Un incident aussi intriguant que drôle s’est produit, ce 30 avril, au tribunal de première instance de Dixinn. Ce qui a entraîné la suspension, pendant près d’une demi-heure, de l’audience.
Parmi les dossiers inscrits au rôle d’audience de ce jour, il y avait celui concernant Louncény Kaba. Ce chauffeur de profession est traduit en justice pour « tentative de viol et incitation de mineure à la débauche. »
Il devait être fixé sur son sort ce jeudi.
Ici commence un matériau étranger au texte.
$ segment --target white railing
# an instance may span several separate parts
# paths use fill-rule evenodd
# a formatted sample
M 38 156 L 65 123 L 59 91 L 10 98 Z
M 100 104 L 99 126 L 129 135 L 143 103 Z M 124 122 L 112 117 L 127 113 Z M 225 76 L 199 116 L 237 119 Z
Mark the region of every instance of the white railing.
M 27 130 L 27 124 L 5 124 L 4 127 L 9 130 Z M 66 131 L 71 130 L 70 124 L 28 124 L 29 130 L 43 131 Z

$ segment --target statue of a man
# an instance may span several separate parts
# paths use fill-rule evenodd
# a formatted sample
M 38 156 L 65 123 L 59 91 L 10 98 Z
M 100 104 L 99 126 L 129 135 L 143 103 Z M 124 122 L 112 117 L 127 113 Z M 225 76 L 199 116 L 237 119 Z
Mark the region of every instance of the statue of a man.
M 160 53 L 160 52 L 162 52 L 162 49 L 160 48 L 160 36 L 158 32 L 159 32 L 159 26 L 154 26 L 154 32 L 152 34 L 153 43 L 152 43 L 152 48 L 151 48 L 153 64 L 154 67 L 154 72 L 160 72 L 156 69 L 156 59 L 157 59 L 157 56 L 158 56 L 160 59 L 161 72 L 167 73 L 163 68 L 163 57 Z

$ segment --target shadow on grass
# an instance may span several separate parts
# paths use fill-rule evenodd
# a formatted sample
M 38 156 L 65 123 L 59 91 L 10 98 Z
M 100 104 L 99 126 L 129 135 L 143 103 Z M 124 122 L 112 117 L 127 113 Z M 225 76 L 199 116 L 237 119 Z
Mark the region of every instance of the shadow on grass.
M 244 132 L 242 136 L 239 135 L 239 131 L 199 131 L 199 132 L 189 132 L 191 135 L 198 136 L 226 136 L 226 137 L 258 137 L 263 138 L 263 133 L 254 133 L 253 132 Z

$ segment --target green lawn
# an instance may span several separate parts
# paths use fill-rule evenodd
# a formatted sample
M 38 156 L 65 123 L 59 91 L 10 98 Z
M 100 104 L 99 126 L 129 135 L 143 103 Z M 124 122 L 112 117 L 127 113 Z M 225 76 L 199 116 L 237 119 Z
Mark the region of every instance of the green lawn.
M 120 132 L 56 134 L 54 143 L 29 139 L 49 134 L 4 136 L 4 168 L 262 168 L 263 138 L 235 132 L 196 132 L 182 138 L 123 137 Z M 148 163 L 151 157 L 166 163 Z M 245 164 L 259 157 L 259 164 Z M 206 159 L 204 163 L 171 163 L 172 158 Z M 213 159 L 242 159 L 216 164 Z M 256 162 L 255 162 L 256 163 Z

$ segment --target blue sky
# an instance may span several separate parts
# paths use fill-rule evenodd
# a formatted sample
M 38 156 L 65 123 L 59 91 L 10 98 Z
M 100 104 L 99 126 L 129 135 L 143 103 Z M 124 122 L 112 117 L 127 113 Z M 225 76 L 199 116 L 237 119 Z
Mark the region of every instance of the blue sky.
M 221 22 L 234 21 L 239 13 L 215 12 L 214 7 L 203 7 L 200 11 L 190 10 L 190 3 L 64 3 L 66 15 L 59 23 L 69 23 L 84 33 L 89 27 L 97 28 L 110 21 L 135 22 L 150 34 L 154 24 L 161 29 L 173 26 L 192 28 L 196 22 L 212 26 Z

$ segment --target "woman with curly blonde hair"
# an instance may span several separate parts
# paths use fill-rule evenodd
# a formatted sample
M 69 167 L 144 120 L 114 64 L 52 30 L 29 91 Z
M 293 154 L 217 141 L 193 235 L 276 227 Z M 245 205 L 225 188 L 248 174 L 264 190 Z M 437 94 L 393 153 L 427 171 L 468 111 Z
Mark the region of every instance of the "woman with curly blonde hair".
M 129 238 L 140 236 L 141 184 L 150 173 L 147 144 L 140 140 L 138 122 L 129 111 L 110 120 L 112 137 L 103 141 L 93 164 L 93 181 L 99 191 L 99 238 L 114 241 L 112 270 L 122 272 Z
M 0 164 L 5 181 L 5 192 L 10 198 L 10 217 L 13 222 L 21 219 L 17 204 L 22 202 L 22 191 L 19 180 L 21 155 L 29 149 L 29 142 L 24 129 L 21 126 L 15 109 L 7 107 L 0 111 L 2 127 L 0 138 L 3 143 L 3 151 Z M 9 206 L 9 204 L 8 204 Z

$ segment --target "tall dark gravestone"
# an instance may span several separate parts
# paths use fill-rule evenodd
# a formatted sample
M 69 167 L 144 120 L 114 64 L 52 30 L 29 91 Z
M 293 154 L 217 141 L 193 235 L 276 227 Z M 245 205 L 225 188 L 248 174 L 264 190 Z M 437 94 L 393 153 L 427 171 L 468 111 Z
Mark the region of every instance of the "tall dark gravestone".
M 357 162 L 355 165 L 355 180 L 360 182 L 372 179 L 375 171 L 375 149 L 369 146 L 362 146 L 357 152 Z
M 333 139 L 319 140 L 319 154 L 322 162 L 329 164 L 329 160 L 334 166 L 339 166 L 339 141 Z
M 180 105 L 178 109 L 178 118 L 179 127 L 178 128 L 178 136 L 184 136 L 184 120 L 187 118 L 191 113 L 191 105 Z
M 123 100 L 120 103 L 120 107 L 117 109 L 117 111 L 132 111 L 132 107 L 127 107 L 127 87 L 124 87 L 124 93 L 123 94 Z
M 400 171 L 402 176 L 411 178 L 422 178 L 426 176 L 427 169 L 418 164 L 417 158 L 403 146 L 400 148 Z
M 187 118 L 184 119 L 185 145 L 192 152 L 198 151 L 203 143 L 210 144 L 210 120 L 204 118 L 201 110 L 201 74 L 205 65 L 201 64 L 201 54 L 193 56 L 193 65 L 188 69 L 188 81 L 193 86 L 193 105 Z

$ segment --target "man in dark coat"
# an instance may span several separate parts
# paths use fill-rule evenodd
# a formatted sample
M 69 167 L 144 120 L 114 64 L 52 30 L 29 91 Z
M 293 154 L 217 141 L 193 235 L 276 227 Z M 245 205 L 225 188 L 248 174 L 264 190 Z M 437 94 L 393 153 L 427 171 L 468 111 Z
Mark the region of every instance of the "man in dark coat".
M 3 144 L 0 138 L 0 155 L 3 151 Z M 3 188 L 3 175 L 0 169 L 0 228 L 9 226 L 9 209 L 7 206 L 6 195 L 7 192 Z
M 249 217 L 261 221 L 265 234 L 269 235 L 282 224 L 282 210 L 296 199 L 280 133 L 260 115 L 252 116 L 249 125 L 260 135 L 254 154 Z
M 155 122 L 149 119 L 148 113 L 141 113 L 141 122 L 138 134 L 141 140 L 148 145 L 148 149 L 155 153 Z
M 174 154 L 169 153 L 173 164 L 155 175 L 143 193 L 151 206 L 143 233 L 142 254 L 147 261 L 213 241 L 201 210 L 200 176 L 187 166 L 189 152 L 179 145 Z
Le juge Mohamed Sangaré l’a renvoyé à des fins de la poursuite pour l’infraction de tentative de viol, mais l’a déclaré coupable d’incitation de mineure à la débauche. Il l’a condamné à 3 ans d’emprisonnement.
Jusque-là, tout roule. Louncény Kaba a déjà purgé sa peine. Lui qui a été placé sous mandat de dépôt le 27 avril 2023. Mais le ministère public, ayant relevé appel contre la décision qu’il juge légère, s’oppose à la libération de l’accusé : « Maintenez-le en détention ! » Cet ordre n’a pas plu au juge : « Faites le calcul pour savoir s’il doit sortir ou non », rétorque ce dernier.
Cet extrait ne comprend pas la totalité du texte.